Après l’idée de la Révolution, c’est l’idée de la République qui devient une pensée collective pour une démocratie en marche. La République , en France, est un principe d’émancipation, autant qu’un régime de pouvoir

« Si la politique démocratique n’a plus d’horizon révolutionnaire, elle a encore un horizon républicain. Contre la propension à penser l’humanité comme essentiellement hétérogène, divisée en race, en classes, voire en sexes, l’idée républicaine rappelle la possibilité d’une communication rationnelle entre les hommes et l’unité en droit de l’humanité. Contre l’indifférence d’une société atomisée et apathique, elle maintient que la participation aux affaires publiques est une forme précieuse de l’engagement humain. » Mona Ozouf (Mona Ozouf, née en 1931, est une chercheuse française, philosophe de formation, qui s'est ensuite redirigée vers l'histoire et spécialisée dans la Révolution française )...

Aujourd'hui:

Une démocratie en quête de république

Repenser la démocratie, sous la direction d’Yves Charles Zarka.Éditions Armand Colin, 2010

Presque partout des oligarchies gouvernent au nom du peuple, mais certainement pas par lui, et souvent contre lui.
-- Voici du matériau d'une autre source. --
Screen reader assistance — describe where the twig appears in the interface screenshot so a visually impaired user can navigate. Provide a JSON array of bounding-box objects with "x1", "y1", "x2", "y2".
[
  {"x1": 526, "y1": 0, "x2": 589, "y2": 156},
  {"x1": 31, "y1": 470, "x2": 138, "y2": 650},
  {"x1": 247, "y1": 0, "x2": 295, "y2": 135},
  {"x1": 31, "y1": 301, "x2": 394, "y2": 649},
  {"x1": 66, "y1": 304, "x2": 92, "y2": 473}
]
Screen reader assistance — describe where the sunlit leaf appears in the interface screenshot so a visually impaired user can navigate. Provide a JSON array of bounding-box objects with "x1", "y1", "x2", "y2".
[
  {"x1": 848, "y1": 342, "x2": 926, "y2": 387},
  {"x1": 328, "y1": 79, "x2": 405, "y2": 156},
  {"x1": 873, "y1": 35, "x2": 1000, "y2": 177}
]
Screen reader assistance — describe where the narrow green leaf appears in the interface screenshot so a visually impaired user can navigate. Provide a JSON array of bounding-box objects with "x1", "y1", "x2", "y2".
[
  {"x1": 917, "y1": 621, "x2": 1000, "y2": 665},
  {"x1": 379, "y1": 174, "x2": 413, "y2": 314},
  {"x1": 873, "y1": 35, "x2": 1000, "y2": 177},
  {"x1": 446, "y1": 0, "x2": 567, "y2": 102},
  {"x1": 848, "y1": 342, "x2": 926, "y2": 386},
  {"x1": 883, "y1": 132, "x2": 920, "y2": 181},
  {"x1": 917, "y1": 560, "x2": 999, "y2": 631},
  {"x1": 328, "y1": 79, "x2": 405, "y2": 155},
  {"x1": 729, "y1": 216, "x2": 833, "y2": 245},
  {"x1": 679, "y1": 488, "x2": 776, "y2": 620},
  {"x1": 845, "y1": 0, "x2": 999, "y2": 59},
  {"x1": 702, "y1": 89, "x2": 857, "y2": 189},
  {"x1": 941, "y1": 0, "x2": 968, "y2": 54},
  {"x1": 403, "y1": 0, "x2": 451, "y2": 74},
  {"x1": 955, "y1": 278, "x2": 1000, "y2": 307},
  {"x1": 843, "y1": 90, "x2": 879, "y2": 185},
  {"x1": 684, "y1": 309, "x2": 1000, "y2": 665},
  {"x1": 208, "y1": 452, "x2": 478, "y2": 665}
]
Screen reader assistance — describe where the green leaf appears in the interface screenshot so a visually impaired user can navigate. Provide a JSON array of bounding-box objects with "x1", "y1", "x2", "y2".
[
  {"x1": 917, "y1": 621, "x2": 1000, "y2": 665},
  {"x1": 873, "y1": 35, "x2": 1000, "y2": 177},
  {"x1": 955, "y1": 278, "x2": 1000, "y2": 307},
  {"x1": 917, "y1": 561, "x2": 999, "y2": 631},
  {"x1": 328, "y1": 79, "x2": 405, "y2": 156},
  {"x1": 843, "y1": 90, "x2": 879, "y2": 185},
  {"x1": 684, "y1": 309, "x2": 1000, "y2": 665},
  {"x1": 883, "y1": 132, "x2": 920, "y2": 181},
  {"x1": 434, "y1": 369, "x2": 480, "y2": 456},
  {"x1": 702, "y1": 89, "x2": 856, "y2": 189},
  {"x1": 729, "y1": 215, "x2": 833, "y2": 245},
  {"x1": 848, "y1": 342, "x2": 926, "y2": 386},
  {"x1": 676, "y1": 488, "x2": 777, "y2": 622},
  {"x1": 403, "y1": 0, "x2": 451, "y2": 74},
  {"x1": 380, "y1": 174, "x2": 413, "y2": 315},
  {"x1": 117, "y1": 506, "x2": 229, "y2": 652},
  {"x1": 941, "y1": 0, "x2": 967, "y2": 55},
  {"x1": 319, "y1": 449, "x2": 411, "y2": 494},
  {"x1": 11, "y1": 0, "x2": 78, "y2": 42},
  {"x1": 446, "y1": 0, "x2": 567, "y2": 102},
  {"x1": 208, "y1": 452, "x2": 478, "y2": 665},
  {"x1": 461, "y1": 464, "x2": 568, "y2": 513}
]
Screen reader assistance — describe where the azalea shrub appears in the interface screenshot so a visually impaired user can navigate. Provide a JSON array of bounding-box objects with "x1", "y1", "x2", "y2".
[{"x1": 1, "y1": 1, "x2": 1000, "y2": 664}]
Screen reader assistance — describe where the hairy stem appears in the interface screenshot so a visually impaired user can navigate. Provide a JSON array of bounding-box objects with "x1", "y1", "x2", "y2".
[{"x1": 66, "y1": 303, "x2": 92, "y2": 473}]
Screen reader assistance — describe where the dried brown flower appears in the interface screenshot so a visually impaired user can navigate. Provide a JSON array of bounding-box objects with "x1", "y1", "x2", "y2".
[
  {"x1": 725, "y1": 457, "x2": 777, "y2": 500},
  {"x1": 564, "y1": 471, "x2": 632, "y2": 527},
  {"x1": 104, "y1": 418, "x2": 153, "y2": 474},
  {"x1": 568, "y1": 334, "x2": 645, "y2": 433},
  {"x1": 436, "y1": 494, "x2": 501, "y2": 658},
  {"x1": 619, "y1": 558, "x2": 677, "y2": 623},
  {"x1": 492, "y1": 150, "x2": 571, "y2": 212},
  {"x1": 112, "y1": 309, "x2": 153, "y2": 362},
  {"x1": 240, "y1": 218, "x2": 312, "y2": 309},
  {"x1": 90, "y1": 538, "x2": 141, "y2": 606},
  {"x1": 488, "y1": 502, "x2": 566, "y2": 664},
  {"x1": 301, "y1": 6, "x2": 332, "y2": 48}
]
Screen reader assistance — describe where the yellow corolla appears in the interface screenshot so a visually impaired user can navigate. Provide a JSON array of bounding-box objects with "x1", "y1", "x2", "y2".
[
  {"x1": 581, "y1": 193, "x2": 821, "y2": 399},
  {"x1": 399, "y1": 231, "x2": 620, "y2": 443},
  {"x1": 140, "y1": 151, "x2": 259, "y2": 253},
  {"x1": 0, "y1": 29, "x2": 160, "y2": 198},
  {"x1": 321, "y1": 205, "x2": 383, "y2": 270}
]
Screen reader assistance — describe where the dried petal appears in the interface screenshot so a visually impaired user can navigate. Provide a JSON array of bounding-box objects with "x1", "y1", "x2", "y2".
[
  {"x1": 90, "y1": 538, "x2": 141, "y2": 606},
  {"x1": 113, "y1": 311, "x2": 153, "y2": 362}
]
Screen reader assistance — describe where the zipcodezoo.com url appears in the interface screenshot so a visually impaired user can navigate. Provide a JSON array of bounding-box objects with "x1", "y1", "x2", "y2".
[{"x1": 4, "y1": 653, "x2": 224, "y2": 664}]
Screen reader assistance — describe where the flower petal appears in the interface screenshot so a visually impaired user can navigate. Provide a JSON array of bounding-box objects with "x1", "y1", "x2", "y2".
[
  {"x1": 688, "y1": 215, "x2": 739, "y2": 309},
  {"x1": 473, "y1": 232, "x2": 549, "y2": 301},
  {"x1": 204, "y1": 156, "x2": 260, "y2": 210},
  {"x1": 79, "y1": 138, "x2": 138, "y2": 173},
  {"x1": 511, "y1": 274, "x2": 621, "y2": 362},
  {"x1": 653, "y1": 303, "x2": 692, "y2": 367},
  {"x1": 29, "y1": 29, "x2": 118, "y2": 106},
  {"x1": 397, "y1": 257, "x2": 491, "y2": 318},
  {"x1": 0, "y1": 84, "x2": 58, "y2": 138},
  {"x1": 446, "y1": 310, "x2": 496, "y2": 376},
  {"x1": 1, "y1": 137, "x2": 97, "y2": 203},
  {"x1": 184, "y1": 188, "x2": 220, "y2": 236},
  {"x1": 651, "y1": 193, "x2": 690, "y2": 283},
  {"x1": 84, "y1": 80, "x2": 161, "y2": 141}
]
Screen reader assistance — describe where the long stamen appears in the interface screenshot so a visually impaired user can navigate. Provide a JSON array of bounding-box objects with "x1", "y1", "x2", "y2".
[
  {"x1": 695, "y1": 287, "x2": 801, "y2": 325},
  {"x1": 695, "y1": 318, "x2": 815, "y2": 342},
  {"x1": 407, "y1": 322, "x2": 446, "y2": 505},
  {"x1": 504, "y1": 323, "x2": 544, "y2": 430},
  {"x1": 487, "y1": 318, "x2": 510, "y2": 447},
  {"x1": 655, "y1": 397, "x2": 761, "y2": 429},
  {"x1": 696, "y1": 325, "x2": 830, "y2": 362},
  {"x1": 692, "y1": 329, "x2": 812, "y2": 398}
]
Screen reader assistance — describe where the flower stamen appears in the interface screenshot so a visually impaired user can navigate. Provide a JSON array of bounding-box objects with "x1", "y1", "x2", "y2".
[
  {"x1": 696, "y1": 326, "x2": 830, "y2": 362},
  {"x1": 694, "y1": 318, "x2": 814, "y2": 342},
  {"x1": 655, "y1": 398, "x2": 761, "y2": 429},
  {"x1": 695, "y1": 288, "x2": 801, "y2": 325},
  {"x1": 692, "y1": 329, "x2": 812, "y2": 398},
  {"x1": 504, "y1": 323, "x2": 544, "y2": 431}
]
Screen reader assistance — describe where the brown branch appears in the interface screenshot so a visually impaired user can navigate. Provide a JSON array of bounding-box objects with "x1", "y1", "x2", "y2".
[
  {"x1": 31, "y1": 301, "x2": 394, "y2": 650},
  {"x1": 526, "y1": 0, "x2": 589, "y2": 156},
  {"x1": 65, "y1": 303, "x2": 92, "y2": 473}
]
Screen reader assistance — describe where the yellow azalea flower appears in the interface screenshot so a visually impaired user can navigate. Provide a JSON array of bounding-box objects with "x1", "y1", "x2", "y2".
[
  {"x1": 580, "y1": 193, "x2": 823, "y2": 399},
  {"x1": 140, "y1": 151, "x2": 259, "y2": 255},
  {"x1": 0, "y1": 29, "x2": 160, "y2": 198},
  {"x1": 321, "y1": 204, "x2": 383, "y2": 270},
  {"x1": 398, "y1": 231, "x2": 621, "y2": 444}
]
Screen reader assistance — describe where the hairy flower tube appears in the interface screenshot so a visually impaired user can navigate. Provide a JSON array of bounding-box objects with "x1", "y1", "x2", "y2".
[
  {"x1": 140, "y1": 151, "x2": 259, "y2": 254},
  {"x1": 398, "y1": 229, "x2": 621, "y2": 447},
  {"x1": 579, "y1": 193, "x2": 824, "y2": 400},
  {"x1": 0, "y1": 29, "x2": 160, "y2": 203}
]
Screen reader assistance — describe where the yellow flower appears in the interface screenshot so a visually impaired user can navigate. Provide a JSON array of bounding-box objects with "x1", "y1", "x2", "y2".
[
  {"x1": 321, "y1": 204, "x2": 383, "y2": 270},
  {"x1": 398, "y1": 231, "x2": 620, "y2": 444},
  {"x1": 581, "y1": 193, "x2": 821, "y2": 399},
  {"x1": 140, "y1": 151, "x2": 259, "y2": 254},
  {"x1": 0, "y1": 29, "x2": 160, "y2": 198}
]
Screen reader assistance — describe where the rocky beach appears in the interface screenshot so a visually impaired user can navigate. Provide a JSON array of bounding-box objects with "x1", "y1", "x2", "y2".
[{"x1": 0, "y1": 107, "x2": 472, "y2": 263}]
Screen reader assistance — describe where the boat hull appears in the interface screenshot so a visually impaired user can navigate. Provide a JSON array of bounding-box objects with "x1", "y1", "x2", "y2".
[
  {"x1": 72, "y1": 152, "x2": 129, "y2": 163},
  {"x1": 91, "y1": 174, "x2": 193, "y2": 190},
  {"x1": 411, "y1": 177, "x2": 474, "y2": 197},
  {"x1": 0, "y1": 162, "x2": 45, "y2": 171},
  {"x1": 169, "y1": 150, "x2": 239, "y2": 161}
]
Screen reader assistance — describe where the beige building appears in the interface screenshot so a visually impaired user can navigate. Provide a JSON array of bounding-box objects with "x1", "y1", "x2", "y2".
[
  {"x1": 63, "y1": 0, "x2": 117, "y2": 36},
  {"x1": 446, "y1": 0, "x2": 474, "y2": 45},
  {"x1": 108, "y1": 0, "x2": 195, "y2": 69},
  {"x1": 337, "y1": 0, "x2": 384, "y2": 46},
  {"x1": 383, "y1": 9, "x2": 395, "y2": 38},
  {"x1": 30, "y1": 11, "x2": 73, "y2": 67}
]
Les démocraties sont aujourd’hui, à de rares exceptions près, dirigées par des gens qui ne sont pas des démocrates.

En tâchant de se donner une autre raison, économique, l’État moderne ruine la légitimité politique sur laquelle il s’appuyait depuis sa naissance. Le modèle de l’entreprise l’a emporté au point que l’État exemplaire n’est plus celui qui assure un service public satisfaisant mais celui dont le bilan financier est comparable à celui d’une entreprise cotée en Bourse et qui contente les marchés. Ce faisant, c’est la légitimité même de l’État ainsi privatisé qui est ruinée.

Yves Charles Zarka, à partir d’une distinction établie par les penseurs médiévaux entre la tyrannie par défaut de titre (l’usurpation) et la tyrannie d’exercice (l’arbitraire), distingue une légitimité de titre (donnée en premier lieu par le système électoral) et une légitimité d’exercice. Une « Cour de légitimité d’exercice » statuerait sur l’adéquation entre les promesses des candidats et les actions menées une fois qu’ils seraient parvenus à leurs postes de responsabilité. Il ne s’agirait pas d’une révocation à tout instant (projet irréalisable et qui aboutirait au chaos), mais d’une vérification des décisions comme il y a déjà une vérification des comptes par une cour spécialisée. D’autres pistes sont à explorer. La démocratie n’est pas un modèle établi une fois pour toutes, mais un processus indéfini.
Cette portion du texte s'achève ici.